Understanding that your brain creates pain through prediction and conditioning removes shame about pain that has "no cause." Your pain is real even when scans are clean. Your brain is generating genuine pain experiences through neural circuits. This isn't weakness or imagining pain but rather how your brain protects you based on learned patterns that need updating.
The practical application involves educating yourself about neural circuit pain so you understand the mechanism, identifying emotional factors or stressors that correlate with pain onset or flares, gradually exposing yourself to feared movements while reassuring your brain of safety, and processing underlying emotions that your brain might be expressing through pain.
For people with chronic pain that has no structural cause, this perspective offers hope after years of failed treatments. Your pain isn't permanent or unfixable.
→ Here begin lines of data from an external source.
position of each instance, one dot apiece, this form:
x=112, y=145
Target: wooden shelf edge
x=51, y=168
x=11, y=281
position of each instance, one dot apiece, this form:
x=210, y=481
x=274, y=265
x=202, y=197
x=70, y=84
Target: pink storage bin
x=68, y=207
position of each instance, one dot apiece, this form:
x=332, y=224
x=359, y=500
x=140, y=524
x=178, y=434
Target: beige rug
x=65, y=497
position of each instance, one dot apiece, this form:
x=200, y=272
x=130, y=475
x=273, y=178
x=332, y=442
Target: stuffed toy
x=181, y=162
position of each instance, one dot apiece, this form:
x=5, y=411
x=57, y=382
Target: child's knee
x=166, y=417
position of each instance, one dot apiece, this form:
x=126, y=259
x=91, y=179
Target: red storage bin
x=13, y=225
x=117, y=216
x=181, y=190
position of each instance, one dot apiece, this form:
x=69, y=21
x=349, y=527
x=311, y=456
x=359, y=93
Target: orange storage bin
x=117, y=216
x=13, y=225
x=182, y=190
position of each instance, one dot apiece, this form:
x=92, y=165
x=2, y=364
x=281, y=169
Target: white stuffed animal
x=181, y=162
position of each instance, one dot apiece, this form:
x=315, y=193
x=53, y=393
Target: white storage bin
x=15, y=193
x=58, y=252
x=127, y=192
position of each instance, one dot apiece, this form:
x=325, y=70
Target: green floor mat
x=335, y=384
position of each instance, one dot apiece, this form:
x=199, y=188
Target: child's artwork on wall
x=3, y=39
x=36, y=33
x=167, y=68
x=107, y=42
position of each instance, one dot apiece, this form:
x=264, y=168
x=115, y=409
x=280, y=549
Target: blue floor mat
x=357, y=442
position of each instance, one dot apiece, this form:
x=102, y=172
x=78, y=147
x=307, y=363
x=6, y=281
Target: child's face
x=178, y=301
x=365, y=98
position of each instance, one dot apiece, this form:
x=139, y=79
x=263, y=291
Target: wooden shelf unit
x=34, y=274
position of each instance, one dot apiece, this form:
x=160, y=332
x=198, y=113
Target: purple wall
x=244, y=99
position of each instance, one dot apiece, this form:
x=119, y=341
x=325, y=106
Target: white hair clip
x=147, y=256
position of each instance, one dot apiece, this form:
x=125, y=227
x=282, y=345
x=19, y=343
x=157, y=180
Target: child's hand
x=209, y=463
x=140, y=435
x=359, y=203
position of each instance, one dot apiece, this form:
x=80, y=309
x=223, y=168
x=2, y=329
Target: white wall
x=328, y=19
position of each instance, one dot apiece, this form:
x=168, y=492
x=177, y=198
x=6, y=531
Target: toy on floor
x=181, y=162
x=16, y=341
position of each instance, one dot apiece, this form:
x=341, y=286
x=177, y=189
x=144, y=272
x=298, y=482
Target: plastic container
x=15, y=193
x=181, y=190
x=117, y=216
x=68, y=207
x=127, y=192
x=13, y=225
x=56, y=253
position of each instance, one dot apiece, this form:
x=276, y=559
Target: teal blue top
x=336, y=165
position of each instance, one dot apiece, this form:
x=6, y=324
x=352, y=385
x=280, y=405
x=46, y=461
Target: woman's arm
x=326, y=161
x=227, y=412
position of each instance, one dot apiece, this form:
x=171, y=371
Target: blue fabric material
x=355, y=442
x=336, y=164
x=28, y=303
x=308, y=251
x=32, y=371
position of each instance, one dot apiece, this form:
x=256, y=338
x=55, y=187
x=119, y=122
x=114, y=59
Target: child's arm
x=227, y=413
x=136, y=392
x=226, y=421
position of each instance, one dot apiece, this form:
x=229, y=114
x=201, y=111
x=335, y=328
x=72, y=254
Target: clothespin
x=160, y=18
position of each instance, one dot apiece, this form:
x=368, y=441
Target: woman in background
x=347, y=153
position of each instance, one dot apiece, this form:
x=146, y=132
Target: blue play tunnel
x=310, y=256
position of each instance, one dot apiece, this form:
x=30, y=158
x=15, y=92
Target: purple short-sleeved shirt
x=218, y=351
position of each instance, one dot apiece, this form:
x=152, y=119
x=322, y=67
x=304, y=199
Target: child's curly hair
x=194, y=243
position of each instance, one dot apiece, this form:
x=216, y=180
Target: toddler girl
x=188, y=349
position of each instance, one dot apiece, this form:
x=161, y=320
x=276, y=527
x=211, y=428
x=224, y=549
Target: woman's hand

It's a learned neural pattern that can be unlearned through appropriate interventions that work with your brain rather than trying to fix nonexistent structural problems.
This Episode Is For:
✓ People with chronic pain that has no structural cause
✓ Anyone whose pain persists despite medical treatment
✓ Practitioners wanting to understand when pain is neural circuit-based versus structural
✓ Those whose scans are clean but pain is real
✓ Anyone with mind-body symptoms that medicine can't explain
✓ People ready to unlearn pain patterns through brain retraining
What You'll Learn
Listen to understand the two neuroscience features that make pain habitual including predictive processing and conditioned responses. Discover why treating your brain like a child through gentle graded exposure can help you unlearn chronic pain patterns. Learn how emotional injuries create neural circuit pain and why IFS helps address the parts maintaining pain.
Your chronic pain might be your brain's learned protective response rather than structural damage.
Disclaimer
This podcast is for educational purposes only and is not a substitute for professional medical or mental health advice, diagnosis, or treatment. The information shared reflects my clinical expertise and research, but every person's biology and healing journey is unique. Always consult with qualified healthcare providers before making changes to your treatment plan or starting new interventions. If you're experiencing a mental health crisis, please contact emergency services or a crisis helpline immediately.